(gotta love Air Supply!)
I think I'm falling out of love...with my WIP, that is.
It's been nearly four years since I started work on my supposedlybreakoutnovel House of Cards and I'm still sixty thousand words short of completing it...yeah...you read that right...sixty thousand words! My word count goal is at least 90K, I'm at 34K...okay so it's not exactly 60K to the word but it's close. Anyway...I know I could probably come up with hundreds of reasons for why I haven't completed the novel but for now, I'm gonna go with....I don't love my book anymore.
I've said it before...and probably so much my subconscious believes it...I don't think I'm a good enough writer to do justice to this story. The strange thing is, though, that when I verbally tell someone about the book (plot/characters/etc) they get very enthused and tell me I need to finish it. Granted, I get enthused as well because it's a great story...in my head.
I've tried to get back into the book by re-reading from start to stop, making a chapter by chapter outline, penning future scenes and rewriting previous ones...but I just can't seem to move into the second act of the story. Granted, my lack of motivation has alot to do with my current book sales (or lack of...seriously..LACK of) and my current unagentedness as well as still waiting on editors who've had my other books for nearly four months....okay....pass the pity party punch. 
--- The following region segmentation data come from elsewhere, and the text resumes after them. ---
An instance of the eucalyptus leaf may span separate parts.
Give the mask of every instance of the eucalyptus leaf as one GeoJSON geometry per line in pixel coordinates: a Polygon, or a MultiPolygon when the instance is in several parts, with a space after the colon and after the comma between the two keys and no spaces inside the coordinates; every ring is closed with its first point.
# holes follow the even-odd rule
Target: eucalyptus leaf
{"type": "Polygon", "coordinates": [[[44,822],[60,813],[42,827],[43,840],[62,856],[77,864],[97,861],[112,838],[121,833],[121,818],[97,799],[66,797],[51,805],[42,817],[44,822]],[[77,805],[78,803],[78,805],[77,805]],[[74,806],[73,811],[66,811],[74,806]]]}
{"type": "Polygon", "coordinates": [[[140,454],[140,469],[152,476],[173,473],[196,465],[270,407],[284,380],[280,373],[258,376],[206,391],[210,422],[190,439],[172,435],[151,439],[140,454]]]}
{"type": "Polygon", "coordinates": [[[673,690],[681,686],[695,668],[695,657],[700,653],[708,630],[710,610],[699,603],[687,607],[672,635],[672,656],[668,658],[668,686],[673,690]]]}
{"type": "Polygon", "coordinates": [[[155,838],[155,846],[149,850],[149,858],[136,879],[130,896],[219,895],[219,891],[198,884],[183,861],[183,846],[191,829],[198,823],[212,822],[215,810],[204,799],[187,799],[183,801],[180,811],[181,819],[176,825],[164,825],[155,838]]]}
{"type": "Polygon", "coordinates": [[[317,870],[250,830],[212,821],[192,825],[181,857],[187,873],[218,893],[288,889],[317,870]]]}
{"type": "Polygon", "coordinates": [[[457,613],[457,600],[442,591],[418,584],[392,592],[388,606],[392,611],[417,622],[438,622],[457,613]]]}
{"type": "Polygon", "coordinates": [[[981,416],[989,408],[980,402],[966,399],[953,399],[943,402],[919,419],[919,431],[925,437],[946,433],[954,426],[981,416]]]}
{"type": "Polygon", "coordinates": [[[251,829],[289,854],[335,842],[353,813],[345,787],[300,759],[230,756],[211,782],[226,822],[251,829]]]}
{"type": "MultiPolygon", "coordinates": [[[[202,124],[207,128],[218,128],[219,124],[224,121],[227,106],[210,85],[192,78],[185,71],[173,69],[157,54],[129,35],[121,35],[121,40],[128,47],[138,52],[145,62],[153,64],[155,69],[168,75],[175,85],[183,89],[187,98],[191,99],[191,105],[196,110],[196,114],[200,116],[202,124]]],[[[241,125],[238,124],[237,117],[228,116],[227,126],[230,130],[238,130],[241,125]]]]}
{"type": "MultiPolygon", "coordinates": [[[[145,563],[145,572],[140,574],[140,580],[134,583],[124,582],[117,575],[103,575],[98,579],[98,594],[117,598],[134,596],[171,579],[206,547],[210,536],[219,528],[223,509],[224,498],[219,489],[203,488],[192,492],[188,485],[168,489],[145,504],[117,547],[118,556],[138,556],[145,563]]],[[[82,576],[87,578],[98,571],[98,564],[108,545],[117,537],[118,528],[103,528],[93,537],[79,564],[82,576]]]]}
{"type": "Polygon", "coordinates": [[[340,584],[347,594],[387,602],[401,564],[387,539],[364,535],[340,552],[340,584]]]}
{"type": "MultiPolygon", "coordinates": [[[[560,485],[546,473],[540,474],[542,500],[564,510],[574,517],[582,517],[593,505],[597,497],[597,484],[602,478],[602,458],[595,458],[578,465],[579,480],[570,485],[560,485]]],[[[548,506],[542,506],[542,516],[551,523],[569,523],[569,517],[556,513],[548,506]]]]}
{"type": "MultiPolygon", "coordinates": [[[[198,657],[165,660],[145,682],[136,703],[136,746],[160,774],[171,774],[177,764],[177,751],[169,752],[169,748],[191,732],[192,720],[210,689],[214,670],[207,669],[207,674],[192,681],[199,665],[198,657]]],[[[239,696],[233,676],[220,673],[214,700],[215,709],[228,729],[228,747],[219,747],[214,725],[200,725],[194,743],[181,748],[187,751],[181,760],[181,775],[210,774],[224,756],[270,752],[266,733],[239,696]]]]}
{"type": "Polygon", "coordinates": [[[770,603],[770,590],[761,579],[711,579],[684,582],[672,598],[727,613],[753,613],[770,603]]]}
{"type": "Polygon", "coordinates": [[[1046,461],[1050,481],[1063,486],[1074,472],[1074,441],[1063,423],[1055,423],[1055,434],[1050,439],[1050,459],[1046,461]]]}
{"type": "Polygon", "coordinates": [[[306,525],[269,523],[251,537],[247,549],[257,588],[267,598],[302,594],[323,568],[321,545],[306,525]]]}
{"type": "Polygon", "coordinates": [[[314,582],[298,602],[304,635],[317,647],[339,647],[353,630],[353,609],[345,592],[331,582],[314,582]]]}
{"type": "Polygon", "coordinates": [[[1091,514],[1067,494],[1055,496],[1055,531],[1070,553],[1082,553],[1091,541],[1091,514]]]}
So anyway. I decided to do NaNo this year to help me fall back in love with the book...although I'm no officially signed up at the NaNo site...I'm actually participating at Backspace and Red Room because I "know" people through those two sites and it'll be easier to stay on task if someone I know is pushing me along...or encouraging me. Although, the encouraging hasn't seemed to help lately. I think I need happy pills or something.
So...wish me luck. And, tell me, what do you do to fall back in love with a project?